NASA lab's life-saving work

May 22, 2017 by Ashley Hume, NASA's Goddard Space Flight Center
NASA's Search and Rescue office performed three controlled plane crashes at the agency's Langley Research Center in Hampton, Virginia, to evaluate the performance of current emergency locator transmitter (ELT) systems and make recommendations for improvements. Credit: NASA

Some NASA missions fundamentally change the world of science or help win Nobel prizes, but only one helps save thousands of lives worldwide every year.

Employees at NASA's Search and Rescue office spend their days advancing systems critical to locating and saving people in distress, whether from an aviation, marine or other outdoor incident. The office is the primary research and development team for both the U.S. Search and Rescue Satellite Aided Tracking (SARSAT) effort and the International Satellite System for Search and Rescue (Cospas-Sarsat).

Search-and-rescue satellite systems are complex, comprising beacons, spacecraft and ground systems all carefully calibrated to work together efficiently. Rescue efforts usually start with beacons, which transmit distress signals to passing satellites.

For years, ships, airlines and even amateur hikers have used emergency locator beacons originally developed in the 1970s. They have saved more than 40,000 lives over the years and are available at virtually any outdoors store at affordable prices. But the SAR office is developing an even more effective beacon.

"Current beacons are accurate to about a 2-kilometer radius using technology from the 1970s," said Lisa Mazzuca, SAR mission manager at NASA's Goddard Space Flight Center in Greenbelt, Maryland. Within that radius of about 1.25 miles, there's still quite a bit of searching to be done.

"The intent with these second-generation beacons is to get that to about 100 meters (about 110 yards) in an effort to take the 'search' out of 'search and rescue,'" Mazzuca said.

At less than a tenth of a mile, the improved accuracy would mitigate risk to both the person in distress and responders, who risk their own lives at times, by greatly reducing time needed to search.

The team tested a version of the prototype beacon in October 2016 and were able to demonstrate location accuracy to about 140 meters (153 yards). NASA used its Research and Development Second Generation Beacon SAR ground station, located at Goddard, to resolve locations of the beacon from more than 3,000 miles away.

A technician works on a prototype of a second-generation emergency locator beacon, which will improve search-and-rescue efforts. Credit: NASA's Goddard Space Flight Center

National and international SAR operations will use second-generation beacons in a wide variety of new technologies over the next several years. Mazzuca's team is working on a number of new projects incorporating the new beacons, including improved emergency locator transmitters (ELTs) for commercial and general aviation aircraft, as well as unmanned aerial search vehicles. These technologies could be game-changing to SAR efforts.

New ELTs could help mitigate aviation search disasters like several that have been seen in the news in recent years. Shortly after a high-profile crash in 2014, NASA launched a two-year study to investigate ELT failure modes and recommend beacon and system-level improvements, including a better installation policy for the United States.

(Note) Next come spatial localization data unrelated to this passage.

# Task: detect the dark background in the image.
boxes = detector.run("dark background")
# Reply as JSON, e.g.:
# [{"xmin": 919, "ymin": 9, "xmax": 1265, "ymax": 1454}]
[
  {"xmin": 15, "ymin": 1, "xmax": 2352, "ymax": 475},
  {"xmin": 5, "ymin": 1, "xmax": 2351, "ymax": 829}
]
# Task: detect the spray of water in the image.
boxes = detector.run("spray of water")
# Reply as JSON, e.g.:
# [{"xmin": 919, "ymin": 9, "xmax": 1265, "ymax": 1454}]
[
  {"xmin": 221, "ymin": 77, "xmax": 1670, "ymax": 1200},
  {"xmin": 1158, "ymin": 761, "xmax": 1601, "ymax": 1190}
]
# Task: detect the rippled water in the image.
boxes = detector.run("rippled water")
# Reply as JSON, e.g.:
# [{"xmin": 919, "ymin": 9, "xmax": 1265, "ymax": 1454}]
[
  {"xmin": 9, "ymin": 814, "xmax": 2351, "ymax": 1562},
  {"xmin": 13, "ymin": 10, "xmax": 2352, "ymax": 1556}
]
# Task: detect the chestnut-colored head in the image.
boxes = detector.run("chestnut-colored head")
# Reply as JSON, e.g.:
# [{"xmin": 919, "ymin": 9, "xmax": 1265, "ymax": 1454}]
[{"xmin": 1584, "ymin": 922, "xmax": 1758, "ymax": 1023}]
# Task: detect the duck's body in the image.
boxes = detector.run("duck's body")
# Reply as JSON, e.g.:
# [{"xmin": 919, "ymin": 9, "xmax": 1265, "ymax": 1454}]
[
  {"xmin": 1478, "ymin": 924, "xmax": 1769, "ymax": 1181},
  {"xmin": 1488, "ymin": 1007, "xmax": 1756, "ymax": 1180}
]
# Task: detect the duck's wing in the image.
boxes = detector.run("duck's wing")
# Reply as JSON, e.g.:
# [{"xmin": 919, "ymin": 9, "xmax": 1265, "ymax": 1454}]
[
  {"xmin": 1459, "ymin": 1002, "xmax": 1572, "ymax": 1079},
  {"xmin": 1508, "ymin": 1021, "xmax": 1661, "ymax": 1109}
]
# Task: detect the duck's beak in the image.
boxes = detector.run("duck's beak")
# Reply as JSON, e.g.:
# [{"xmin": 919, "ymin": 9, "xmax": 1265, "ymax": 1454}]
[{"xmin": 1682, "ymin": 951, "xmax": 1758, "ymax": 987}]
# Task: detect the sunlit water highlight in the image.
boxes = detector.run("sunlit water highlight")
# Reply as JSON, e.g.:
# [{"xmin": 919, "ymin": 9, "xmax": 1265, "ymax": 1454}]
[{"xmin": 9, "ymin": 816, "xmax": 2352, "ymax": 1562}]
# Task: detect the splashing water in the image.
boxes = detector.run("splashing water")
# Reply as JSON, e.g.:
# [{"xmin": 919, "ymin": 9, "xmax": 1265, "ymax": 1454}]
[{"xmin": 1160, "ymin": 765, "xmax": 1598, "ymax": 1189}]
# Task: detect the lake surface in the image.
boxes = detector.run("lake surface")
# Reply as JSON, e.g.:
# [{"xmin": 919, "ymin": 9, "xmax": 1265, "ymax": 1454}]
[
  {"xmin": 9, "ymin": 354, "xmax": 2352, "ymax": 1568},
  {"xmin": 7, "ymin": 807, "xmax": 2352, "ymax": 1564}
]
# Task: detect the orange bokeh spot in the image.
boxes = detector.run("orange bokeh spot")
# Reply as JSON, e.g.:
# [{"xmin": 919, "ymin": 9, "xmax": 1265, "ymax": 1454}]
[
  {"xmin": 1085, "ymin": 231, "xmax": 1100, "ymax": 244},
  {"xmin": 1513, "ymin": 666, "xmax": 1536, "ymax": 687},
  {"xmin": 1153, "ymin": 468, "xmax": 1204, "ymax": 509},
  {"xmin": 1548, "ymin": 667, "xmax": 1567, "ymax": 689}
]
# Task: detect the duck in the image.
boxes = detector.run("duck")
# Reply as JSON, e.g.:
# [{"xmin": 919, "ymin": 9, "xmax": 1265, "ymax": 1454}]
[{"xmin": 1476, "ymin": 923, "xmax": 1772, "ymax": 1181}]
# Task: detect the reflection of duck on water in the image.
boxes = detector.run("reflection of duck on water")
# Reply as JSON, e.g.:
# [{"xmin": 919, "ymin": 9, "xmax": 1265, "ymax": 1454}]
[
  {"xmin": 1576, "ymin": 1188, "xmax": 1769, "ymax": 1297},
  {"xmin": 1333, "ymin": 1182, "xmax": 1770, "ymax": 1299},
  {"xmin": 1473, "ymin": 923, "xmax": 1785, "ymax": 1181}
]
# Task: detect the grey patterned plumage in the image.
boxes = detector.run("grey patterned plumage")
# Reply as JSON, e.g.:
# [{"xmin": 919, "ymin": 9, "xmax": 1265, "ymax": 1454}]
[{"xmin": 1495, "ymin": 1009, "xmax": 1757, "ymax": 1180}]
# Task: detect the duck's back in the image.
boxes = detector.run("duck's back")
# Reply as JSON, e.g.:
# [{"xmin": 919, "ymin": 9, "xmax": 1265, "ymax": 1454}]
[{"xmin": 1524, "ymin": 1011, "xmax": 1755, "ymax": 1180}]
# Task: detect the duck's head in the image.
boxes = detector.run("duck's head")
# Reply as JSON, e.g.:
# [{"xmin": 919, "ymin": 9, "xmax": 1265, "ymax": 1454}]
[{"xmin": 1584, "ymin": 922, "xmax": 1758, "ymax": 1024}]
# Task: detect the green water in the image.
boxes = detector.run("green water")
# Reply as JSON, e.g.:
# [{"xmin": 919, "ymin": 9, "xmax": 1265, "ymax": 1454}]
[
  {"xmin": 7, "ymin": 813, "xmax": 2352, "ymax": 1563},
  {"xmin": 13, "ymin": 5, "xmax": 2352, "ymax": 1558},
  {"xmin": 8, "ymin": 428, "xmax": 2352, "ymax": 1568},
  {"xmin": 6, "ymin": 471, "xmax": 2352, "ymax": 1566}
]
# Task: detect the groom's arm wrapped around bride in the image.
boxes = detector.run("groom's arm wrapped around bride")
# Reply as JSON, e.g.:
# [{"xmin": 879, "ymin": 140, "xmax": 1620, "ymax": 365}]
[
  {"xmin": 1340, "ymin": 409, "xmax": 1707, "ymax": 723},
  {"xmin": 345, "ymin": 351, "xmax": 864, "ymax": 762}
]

The team researched historic failures and performed three controlled airplane crashes at NASA's Langley Research Center in Hampton, Virginia, to better understand ELT vulnerabilities. In February, they released a report with their findings, one of which was a recommendation to take advantage of smaller, lighter and more accurate second-generation beacons.

Beyond distress-tracking systems, the team is working on a new SAR operational platform.

"One of the things we're doing is taking advantage of an up-and-coming platform that seems to be the answer for a lot of problems in SAR operations," Mazzuca said. "We are building a new direction-finder homing prototype based entirely on second-generation beacons with a terrestrial signal and proving it out using unmanned aircraft systems."

By using existing NASA UAVs and expertise at NASA's Ames Research Center in Silicon Valley, California; NASA's Wallops Flight Facility in Wallops Island, Virginia; and Langley, the team is getting a jump on where technology is going next. Mazzuca said it's also a way to produce an inexpensive system that small local SAR organizations that rely on very old technology can afford.

Beyond fitting the UAVs with the direction-finder system, they are working with the U.S. Coast Guard to determine what else can be placed on the aircraft to assist with rescues. Using UAVs for searching will cut down on risk to responders and allow SAR organizations to deploy forces more efficiently. For example, the UAVs could determine whether doctors are needed, how many victims are there, what kind of injuries people in distress have and more before responders ever hit the ground.

From better beacons to high-tech systems, NASA's SAR office's work is improving rescue operations in the United States and around the world.